Tennessee governor’s delay in issuing stay-at-home order means thousands more will die, physicians warn

By Warren Duzak
2 April 2020

Tennessee Gov. Bill Lee finally reacted to calls by state physicians and national and world health care officials, issuing a mandatory state-at-home order to fight the spread of the COVID-19 virus in the state.

Lee’s anemic “safer at home” order went into effect at one minute before midnight, Tuesday, March 31, and will last until April 14. Nonessential businesses will remain closed, but state residents were told only to stay home “as much as possible.”

Lee “maintained his continued resistance to adopting stronger social distancing measures taken by other states,” Associated Press reported.

“This is not a mandated shelter in place order, but it is a strong urging for Tennesseans to stay at home,” Lee said during his daily media briefing. “I personally believe that with personal liberty comes personal responsibility.”

As of Monday, state health officials reported 1,834 cases in the state resulting in 148 hospitalizations and 13 deaths.

Lee, a Republican and Trump supporter, advocate of charter schools, and multimillion-dollar businessman is no doubt under intense pressure from groups like the Chamber of Commerce to provide workers for businesses, no matter the cost to the working class.

Reaction from the medical community was quick and negative, often almost unbelieving that after calls for shelter-in-place measures from the World Health Organization (WHO), the Centers for Disease Control (CDC), the Tennessee Medical Association (TMA) and thousands of physicians, Lee would issue such a spineless and harmful order.

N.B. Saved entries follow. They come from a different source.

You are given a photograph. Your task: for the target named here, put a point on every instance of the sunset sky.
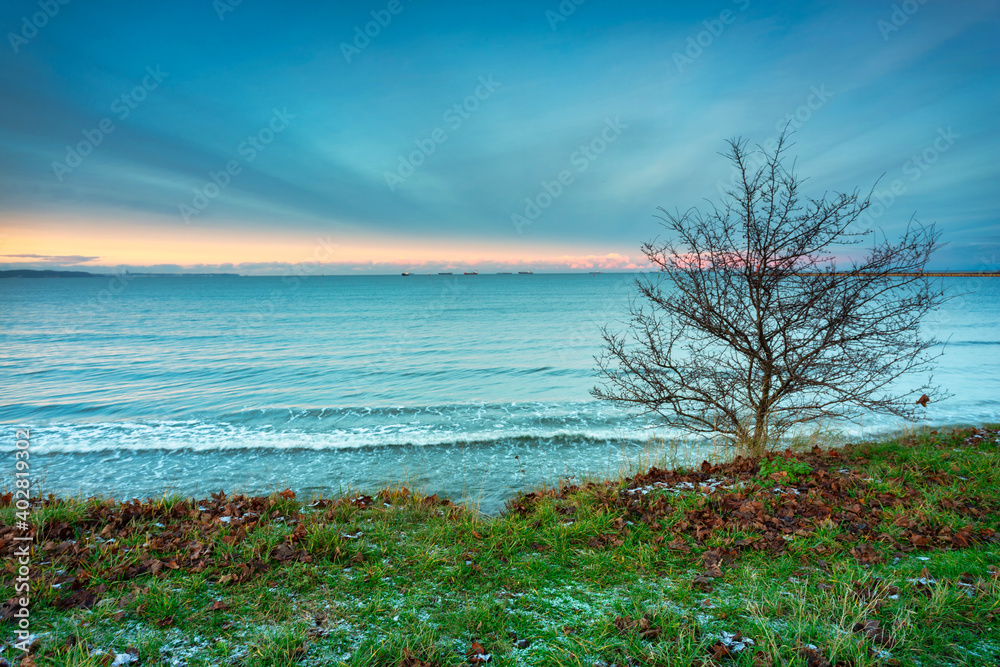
(250, 136)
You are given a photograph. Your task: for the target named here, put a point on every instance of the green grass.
(402, 581)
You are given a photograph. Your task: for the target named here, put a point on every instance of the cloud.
(57, 259)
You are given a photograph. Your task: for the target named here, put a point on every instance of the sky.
(387, 135)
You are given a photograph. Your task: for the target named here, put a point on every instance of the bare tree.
(750, 326)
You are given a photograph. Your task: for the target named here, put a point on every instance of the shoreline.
(873, 552)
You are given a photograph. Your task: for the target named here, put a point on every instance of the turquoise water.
(471, 386)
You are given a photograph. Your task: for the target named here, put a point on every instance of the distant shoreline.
(47, 273)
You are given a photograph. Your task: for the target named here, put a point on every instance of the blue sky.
(313, 124)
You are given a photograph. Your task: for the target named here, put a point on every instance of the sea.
(473, 387)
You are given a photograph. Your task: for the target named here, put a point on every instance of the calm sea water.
(469, 386)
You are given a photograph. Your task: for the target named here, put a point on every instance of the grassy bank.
(879, 553)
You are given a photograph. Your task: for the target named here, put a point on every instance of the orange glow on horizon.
(117, 244)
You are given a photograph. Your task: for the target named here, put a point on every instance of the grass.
(602, 574)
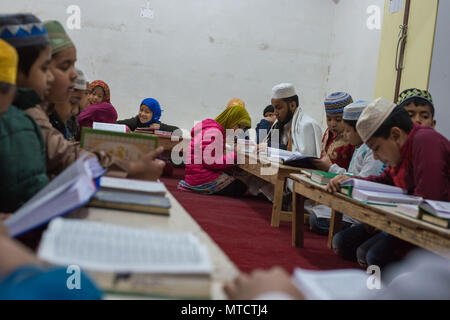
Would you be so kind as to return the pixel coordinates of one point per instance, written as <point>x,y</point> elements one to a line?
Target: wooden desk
<point>385,218</point>
<point>277,177</point>
<point>178,221</point>
<point>166,141</point>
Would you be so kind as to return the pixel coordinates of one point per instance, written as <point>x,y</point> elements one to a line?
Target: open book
<point>378,193</point>
<point>109,127</point>
<point>68,191</point>
<point>290,158</point>
<point>346,284</point>
<point>150,187</point>
<point>132,195</point>
<point>110,253</point>
<point>126,146</point>
<point>435,212</point>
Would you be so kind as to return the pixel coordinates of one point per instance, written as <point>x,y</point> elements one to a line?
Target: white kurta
<point>306,134</point>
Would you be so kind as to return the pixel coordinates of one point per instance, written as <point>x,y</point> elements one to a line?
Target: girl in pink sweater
<point>206,160</point>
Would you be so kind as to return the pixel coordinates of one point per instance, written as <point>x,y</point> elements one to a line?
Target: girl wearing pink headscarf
<point>100,108</point>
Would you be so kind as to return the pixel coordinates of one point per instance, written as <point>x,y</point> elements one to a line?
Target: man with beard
<point>297,131</point>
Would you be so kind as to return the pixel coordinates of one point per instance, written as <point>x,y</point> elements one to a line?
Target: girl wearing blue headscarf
<point>148,117</point>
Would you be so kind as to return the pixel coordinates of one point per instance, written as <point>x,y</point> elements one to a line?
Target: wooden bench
<point>415,231</point>
<point>259,167</point>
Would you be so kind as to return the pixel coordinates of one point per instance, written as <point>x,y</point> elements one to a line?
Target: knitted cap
<point>409,94</point>
<point>283,91</point>
<point>354,110</point>
<point>8,63</point>
<point>154,106</point>
<point>269,108</point>
<point>235,102</point>
<point>373,117</point>
<point>22,30</point>
<point>103,85</point>
<point>80,81</point>
<point>59,40</point>
<point>336,102</point>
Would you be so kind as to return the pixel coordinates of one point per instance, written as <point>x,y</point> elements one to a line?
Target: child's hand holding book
<point>333,185</point>
<point>148,167</point>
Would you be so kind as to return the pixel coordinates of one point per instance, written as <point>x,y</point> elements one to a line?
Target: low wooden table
<point>275,174</point>
<point>415,231</point>
<point>178,221</point>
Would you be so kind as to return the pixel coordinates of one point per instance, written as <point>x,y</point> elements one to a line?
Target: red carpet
<point>241,227</point>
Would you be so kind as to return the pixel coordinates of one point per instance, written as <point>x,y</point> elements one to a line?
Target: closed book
<point>149,187</point>
<point>125,146</point>
<point>290,158</point>
<point>411,210</point>
<point>435,212</point>
<point>128,260</point>
<point>378,193</point>
<point>436,220</point>
<point>376,197</point>
<point>161,285</point>
<point>124,200</point>
<point>322,177</point>
<point>70,190</point>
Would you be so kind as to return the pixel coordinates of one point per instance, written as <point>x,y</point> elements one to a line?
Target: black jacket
<point>134,123</point>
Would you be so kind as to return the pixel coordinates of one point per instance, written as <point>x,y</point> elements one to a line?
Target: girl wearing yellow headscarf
<point>206,160</point>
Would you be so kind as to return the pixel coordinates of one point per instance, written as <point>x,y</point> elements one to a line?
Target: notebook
<point>331,285</point>
<point>378,193</point>
<point>109,127</point>
<point>290,158</point>
<point>435,212</point>
<point>131,201</point>
<point>70,190</point>
<point>150,187</point>
<point>323,177</point>
<point>126,146</point>
<point>131,260</point>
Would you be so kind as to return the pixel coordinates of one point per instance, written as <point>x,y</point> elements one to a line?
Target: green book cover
<point>126,146</point>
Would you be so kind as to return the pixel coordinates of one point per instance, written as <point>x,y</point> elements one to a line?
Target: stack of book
<point>126,146</point>
<point>377,193</point>
<point>70,190</point>
<point>132,195</point>
<point>153,131</point>
<point>435,212</point>
<point>129,260</point>
<point>289,158</point>
<point>322,177</point>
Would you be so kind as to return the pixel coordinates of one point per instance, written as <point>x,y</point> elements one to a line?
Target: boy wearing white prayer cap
<point>298,131</point>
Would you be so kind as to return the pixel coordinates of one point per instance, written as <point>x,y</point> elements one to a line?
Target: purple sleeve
<point>430,156</point>
<point>213,140</point>
<point>384,177</point>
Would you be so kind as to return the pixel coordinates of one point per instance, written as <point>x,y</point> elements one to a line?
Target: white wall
<point>440,70</point>
<point>197,54</point>
<point>354,49</point>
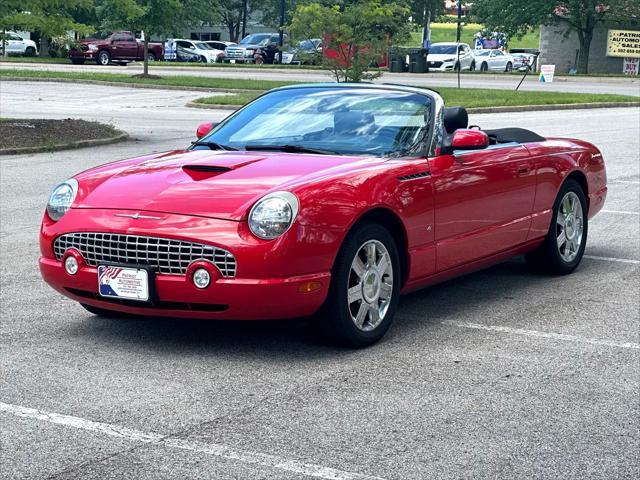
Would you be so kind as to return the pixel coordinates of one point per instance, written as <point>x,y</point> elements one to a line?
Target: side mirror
<point>204,128</point>
<point>464,139</point>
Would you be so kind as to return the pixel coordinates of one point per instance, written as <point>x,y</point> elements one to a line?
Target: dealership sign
<point>546,73</point>
<point>623,43</point>
<point>630,66</point>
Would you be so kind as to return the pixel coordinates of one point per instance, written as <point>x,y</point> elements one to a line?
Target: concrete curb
<point>523,108</point>
<point>66,146</point>
<point>207,106</point>
<point>124,84</point>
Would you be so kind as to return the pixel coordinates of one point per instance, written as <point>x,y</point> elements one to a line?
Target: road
<point>614,85</point>
<point>497,374</point>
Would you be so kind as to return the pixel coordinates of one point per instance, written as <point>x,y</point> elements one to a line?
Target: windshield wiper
<point>212,145</point>
<point>289,149</point>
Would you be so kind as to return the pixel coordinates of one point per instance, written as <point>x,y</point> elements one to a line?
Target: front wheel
<point>365,287</point>
<point>565,242</point>
<point>103,58</point>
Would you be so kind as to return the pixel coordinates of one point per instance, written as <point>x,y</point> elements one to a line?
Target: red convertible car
<point>323,198</point>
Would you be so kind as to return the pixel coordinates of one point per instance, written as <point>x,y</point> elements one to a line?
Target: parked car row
<point>453,56</point>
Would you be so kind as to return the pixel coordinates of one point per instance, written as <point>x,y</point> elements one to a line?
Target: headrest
<point>352,122</point>
<point>455,118</point>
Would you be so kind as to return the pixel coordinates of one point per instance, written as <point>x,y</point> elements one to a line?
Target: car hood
<point>215,184</point>
<point>439,57</point>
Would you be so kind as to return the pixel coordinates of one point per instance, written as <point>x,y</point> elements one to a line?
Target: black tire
<point>336,317</point>
<point>547,258</point>
<point>103,57</point>
<point>101,312</point>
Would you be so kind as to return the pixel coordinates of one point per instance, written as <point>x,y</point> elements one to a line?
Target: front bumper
<point>272,281</point>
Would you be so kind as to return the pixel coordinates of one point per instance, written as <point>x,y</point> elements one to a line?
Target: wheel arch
<point>396,228</point>
<point>581,178</point>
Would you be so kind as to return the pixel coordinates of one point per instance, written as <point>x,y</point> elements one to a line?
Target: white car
<point>443,57</point>
<point>196,47</point>
<point>16,45</point>
<point>493,60</point>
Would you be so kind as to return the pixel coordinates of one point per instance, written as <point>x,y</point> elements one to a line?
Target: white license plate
<point>122,282</point>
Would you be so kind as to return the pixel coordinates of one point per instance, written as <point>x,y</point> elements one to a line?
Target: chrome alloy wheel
<point>370,285</point>
<point>569,227</point>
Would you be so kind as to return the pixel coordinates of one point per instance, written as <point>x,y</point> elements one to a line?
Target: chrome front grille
<point>163,254</point>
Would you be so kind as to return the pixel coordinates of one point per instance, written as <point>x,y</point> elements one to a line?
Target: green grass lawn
<point>177,80</point>
<point>473,98</point>
<point>446,32</point>
<point>468,97</point>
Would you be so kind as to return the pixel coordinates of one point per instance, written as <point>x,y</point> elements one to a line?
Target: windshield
<point>443,50</point>
<point>350,121</point>
<point>255,39</point>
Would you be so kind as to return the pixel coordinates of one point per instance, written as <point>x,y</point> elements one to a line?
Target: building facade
<point>559,49</point>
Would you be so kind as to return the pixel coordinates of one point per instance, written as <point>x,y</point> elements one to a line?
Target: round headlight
<point>61,199</point>
<point>273,215</point>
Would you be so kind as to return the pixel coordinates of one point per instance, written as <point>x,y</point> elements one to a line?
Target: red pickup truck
<point>119,47</point>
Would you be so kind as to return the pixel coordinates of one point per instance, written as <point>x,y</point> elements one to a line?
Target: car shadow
<point>297,338</point>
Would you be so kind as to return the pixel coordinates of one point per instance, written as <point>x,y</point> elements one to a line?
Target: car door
<point>124,45</point>
<point>15,44</point>
<point>500,61</point>
<point>483,202</point>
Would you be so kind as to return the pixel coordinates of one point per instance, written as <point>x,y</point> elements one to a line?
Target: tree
<point>230,13</point>
<point>515,17</point>
<point>355,34</point>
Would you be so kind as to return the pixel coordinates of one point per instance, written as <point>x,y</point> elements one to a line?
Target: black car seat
<point>455,118</point>
<point>353,123</point>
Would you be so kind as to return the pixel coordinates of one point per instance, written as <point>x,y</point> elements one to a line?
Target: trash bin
<point>396,61</point>
<point>417,60</point>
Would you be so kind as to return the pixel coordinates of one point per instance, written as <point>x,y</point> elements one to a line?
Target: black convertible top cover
<point>518,135</point>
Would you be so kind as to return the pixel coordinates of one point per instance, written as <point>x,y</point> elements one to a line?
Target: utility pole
<point>458,35</point>
<point>244,18</point>
<point>281,38</point>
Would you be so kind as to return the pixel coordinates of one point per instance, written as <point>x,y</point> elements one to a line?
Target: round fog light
<point>71,265</point>
<point>201,278</point>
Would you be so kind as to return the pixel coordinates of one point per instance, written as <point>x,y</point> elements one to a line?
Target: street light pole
<point>281,37</point>
<point>244,18</point>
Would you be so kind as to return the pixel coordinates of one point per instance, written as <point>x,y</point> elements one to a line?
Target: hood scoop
<point>203,172</point>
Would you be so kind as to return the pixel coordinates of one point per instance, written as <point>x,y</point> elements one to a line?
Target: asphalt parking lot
<point>497,374</point>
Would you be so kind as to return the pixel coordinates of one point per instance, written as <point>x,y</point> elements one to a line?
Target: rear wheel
<point>103,58</point>
<point>565,242</point>
<point>365,287</point>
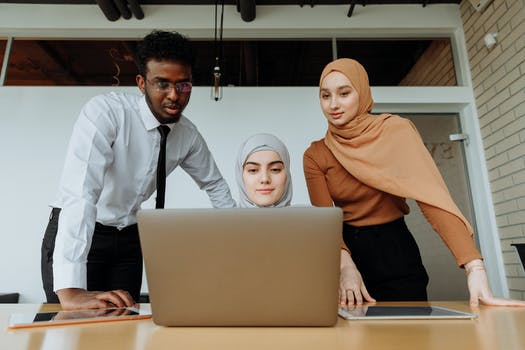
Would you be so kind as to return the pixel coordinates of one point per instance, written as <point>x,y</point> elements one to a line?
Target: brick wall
<point>435,67</point>
<point>498,78</point>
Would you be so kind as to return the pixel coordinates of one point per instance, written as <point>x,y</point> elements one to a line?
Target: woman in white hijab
<point>262,171</point>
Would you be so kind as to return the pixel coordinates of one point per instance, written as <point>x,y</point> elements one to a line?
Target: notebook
<point>401,312</point>
<point>242,267</point>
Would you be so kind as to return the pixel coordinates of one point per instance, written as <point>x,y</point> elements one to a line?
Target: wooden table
<point>495,328</point>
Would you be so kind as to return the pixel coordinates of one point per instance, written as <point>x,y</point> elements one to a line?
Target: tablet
<point>375,312</point>
<point>42,319</point>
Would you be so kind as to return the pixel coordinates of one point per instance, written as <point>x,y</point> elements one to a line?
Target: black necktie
<point>161,167</point>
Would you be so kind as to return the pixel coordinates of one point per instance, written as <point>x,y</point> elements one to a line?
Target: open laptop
<point>242,267</point>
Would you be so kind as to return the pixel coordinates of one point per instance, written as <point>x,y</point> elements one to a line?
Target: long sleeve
<point>453,232</point>
<point>317,187</point>
<point>201,166</point>
<point>88,156</point>
<point>316,182</point>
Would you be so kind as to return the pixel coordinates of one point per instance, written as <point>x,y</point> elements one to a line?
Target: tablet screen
<point>38,319</point>
<point>401,312</point>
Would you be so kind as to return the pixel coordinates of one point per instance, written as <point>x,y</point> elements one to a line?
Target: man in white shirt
<point>91,256</point>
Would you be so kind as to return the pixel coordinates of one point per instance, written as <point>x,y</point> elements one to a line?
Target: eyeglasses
<point>182,87</point>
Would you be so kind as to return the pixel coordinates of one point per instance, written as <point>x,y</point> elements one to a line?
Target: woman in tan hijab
<point>368,165</point>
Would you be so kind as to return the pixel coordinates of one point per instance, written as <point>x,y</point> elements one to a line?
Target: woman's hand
<point>74,298</point>
<point>479,290</point>
<point>352,289</point>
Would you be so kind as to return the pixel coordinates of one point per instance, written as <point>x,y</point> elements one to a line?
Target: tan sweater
<point>330,184</point>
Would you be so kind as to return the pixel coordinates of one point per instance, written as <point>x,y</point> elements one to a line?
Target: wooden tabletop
<point>494,328</point>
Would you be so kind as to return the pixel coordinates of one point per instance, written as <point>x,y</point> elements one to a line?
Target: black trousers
<point>114,259</point>
<point>389,261</point>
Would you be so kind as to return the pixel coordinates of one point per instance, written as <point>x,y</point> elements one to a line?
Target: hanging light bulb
<point>216,84</point>
<point>216,88</point>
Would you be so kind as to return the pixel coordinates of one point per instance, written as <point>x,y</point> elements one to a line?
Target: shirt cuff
<point>69,276</point>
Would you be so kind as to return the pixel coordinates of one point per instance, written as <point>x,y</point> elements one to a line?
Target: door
<point>447,280</point>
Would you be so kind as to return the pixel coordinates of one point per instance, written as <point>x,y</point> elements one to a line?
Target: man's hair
<point>163,46</point>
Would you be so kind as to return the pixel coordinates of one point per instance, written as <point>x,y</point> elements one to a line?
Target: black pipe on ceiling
<point>114,9</point>
<point>134,6</point>
<point>109,9</point>
<point>247,10</point>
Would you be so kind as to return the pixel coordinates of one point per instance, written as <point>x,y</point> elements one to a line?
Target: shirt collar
<point>149,120</point>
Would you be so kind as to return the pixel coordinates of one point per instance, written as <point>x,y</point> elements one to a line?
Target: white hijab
<point>262,142</point>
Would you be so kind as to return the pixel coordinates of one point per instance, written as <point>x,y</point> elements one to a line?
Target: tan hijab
<point>385,151</point>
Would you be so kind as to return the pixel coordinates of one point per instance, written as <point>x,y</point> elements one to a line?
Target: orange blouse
<point>330,184</point>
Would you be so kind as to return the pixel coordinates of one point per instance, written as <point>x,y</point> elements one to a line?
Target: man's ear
<point>141,83</point>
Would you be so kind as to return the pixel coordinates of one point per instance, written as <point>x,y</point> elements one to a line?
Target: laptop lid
<point>242,267</point>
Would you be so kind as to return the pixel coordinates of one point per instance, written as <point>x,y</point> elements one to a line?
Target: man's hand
<point>352,289</point>
<point>75,298</point>
<point>479,288</point>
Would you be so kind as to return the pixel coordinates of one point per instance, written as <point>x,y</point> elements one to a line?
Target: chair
<point>9,298</point>
<point>520,247</point>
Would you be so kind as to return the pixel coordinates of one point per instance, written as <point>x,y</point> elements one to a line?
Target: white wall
<point>36,125</point>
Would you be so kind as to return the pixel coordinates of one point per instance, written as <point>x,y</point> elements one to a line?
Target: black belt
<point>374,228</point>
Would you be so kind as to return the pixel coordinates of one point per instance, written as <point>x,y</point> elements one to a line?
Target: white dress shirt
<point>110,169</point>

“Thousands of Tennessee doctors have been urging Gov. Lee to take shelter at home measures to help fight the spread of COVID-19,” News Channel 5 reported after Lee’s Monday press conference announcing the order. “However, these same doctors are calling out the newest executive order, saying the measures are “not enough,” even questioning “How many deaths will it take for Governor Lee to listen to health experts?”

“This order doesn’t go far enough to save lives and keep Tennesseans in their homes,” Dr. Aaron Milstone told News Channel 5. “Gov. Lee’s weak leadership has created confusion, and that in turn is undermining the strong, early steps many of our cities’ mayors took to protect families. Now some Tennesseans are separating from others, but many ARE NOTand this means this virus keeps spreading. Urging separation is not enough” (emphasis in the original).

The station’s reporting that the Tennessee Health Department suggested using swim goggles, plastic garbage bags, bandanas, diapers and even “layers of tissue and gauze” as substitutes for protective clothing prompted Lee to deny that there were any shortages.

“You know you hear about a lot of makeshift things happening, but there’s not makeshift stuff happening in our state yet,” Lee told the public.

The station responded: “In fact, News Channel 5 obtained pictures showing how health professionals in Tennessee are already using makeshift equipment to protect themselves in order to conserve the good supplies for an expected wave of coronavirus cases.”

It added: “During Monday’s press briefing, Lee’s office refused to allow ‘News Channel 5 Investigates’ to ask questions—such as why it took him so long to follow the doctors’ recommendations.”

Lee still provided a convoluted statement for the gathered media.

“I have said that I have sought discernment to identify the right decision at the right time for the right place,” Lee said.

Milstone, a Franklin critical care physician, has been leading the campaign to pressure the governor.

According to Milstone, epidemiology models predict a statewide stay-at-home order could potentially save thousands of lives.

“The only tactic guaranteed to slow the spread of the virus and mitigate both the strain on our health care supplies and workers, while protecting lives, is the stay at home order Governor Lee should have enacted over a week ago,” Milstone said in a media statement.

“Yes, he does NOT go far enough.,” a retired Tennessee pulmonary/intensive care unit doctor told the WSWS. “[He] should have issued a real shelter-in-place order instead of this stuttering ‘let’s close this, then close that’ approach. Crowds are still gathering at churches and clustering in public places.

“A clear directive, with some enforcement—padlocking churches, for example—would be far more effective at ‘flattening the curve’ and would also demonstrate an understanding of the principles of leadership. It’s better to bite the bullet than to just keep nibbling at it over weeks. And yes, people in Tennessee will unnecessarily die because of his lack of direction.”

In times of disaster and stress many religious people turn to their beliefs for comfort. No one should be barred or discriminated against for holding religious beliefs and they must be protected.

However, there have been several reports of evangelical Christian churches holding religious services violating both government restrictions on the size of gatherings and the laws of science and medicine. These meetings should cease, with arrangements made for online services and other methods of keeping congregations connected. As with urging the population not to gather at sporting events and entertainment venues, religious gatherings should be discouraged and shut down, which should not require the use of padlocks.